Hewlett-Packard Expands to Cambridge via Vertica’s “Big Data” Center
There’s a new big tech company in town. In fact, it’s arguably the world’s biggest technology company (by revenue), and it’s joining the ranks of IBM, EMC, Microsoft, Google, and, most recently, Amazon, in expanding to the Boston-Cambridge area.
Palo Alto, CA-based Hewlett-Packard (NYSE: HPQ) has set up a new office in Cambridge, MA. The operation will serve as a center for technology development, licensing, and outreach to local startups, investors, and researchers. The 37,000-square-foot facility at 150 CambridgePark Drive, near the Alewife subway station, is spread over two floors. The building serves as the new headquarters for Vertica, the Boston-area big-data analytics firm that HP bought last winter. Vertica is in the process of moving its 150 employees from its offices in Billerica to the Cambridge facility this month, and it is currently hiring.
HP already had a sizable presence in Massachusetts, with its campus in Andover. But the new Cambridge office represents an unprecedented investment by HP in outreach and partnerships with local entrepreneurs, venture capital firms, and the academic research community in the Boston area. The company hasn’t specified a firm commitment of future dollars, but just setting up the new space—including a state-of the art lab and all its associated infrastructure—has cost more than $10 million, says Chris Lynch, the chief executive of Vertica. (His HP title is vice president and general manager.)

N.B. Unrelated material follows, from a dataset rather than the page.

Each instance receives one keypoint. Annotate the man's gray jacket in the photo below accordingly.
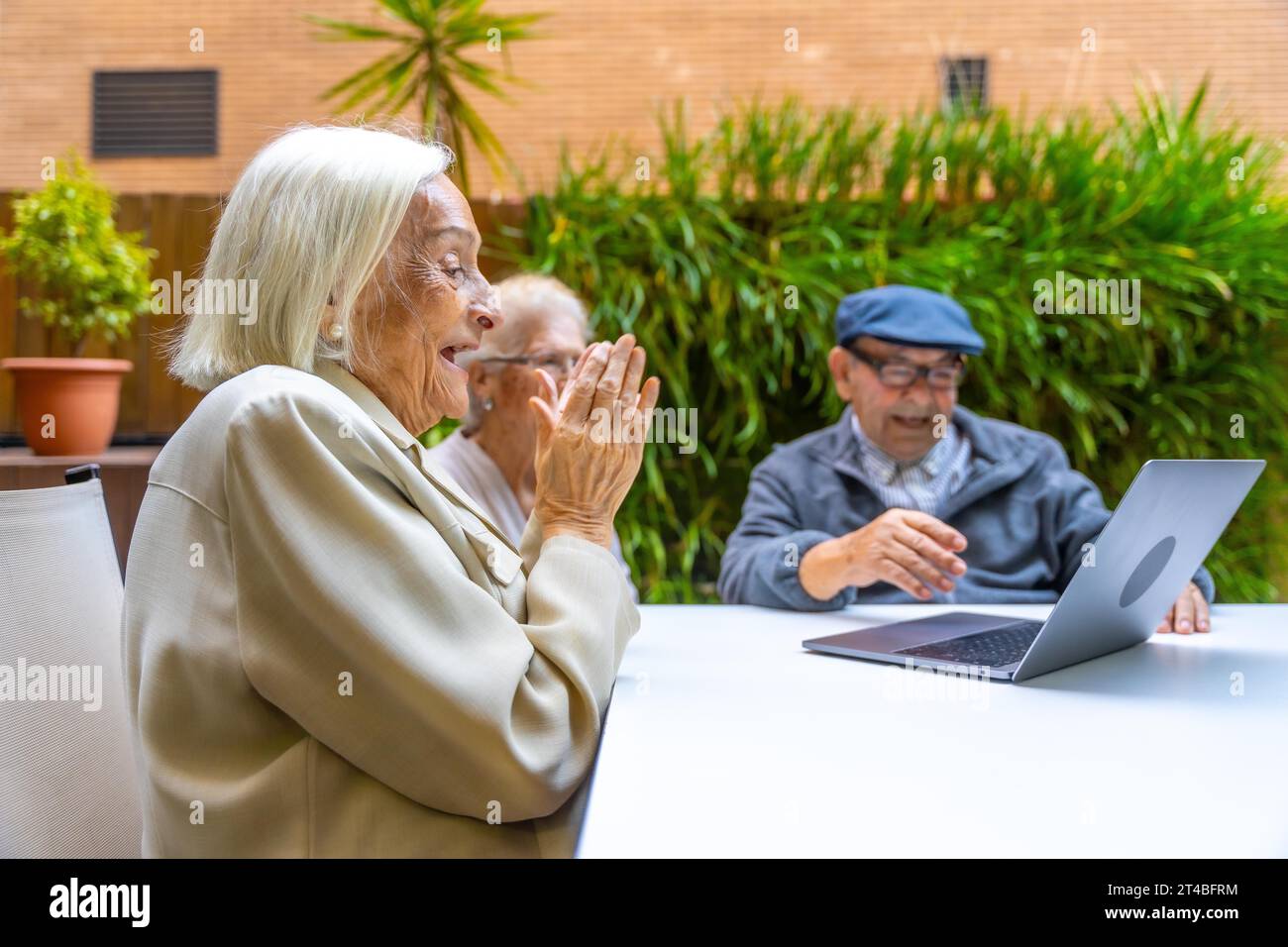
(1024, 512)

Lynch, who is leading the new facility, calls it a “big-data center of excellence” for HP. The idea is it will be a technology hub for the firm, a bit like HP Labs in Palo Alto—but different. (Lynch wouldn’t go so far as to call it “HP Labs East.”) The center will be a base from which HP could make deals to license its technology or invest in early-stage startups alongside venture firms, he says. The center also plans to bring in students and early-stage entrepreneurs for hackathons and other tech-themed events. And it will serve as a base for other types of outreach, such as to local K-12 schools, Lynch says.
So why Alewife instead of, say, Kendall Square? “We wanted to bridge the gap between getting access to the younger people living in Cambridge and Somerville, who want to take the T or bike to work, and the older constituencies, like me, who want to drive and park,” Lynch says. “It’s a compromise for sure.”
But the location should help Vertica and HP better collaborate with (and recruit) students and professors from nearby schools with lots of technical talent in software and databases, like MIT, Harvard, and Brandeis.
HP’s acquisition of Vertica, a deal since revealed to be worth $300 million, marked the Palo Alto tech giant’s entry into data analytics and business intelligence. (HP has been better known for its printers, computers, and servers.) Now it seems Lynch has convinced the higher-ups at HP that there’s a greater opportunity at stake here in Boston. “Netezza [now part of IBM] and Vertica are just the tip of the iceberg,” he says.
He’s talking about the massive expertise and broad ecosystem around Boston in big data analytics and database technologies—from established companies like EMC, Endeca (now part of Oracle), and ITA Software (now part of Google), to startups like Hadapt, Hopper, Cloudant, Basho, TwinStrata, Tokutek, Nasuni, Kyruus, Ginger.io, Locu, Kinvey, Session M, and many others. Just today, the Massachusetts Technology Leadership Council released a new report about big opportunities for Bay State businesses working on big data.
And that fits with how Vertica’s leader sees things too. Lynch started his career with Digital Equipment Corporation in the late ‘80s before helping lead Arrowpoint Communications (bought by Cisco Systems in 2000) and Acopia Networks (bought by F5 Networks in 2007). A longtime Bostonian, he watched Massachusetts cede its leadership position in computing to Silicon Valley, with the fall of DEC and other firms in the ‘90s. So he wears his passion for the local tech community on his sleeve.
“Big data is one of the trends that can lead the resurgence in Boston technology,” Lynch says. “We need to leverage the big data mind-trust in Boston.” He adds that he personally wants to help 20 local companies get started in the field over the next year, through advising, mentoring, forming partnerships, and making angel investments.
As Lynch sees it, the key to Boston’s long-term future as a tech hub is developing its talent base—and keeping it here to build local startups. “Companies come and go. If you’re reliant on any one company, it’s ultimately going to end in tears,” he says. “New England is about self-reliance. If you create your own opportunities, you’re not dependent on any one trend. At the end of the day, competence is job security.”
For its part, Vertica says its staff has grown by about 30 percent in the Boston area since the acquisition, and it plans to grow by at least that much this coming year. The company is looking to hire across all departments.
“The definition of Vertica is expanding,” Lynch says. “We’re extending our roadmap.”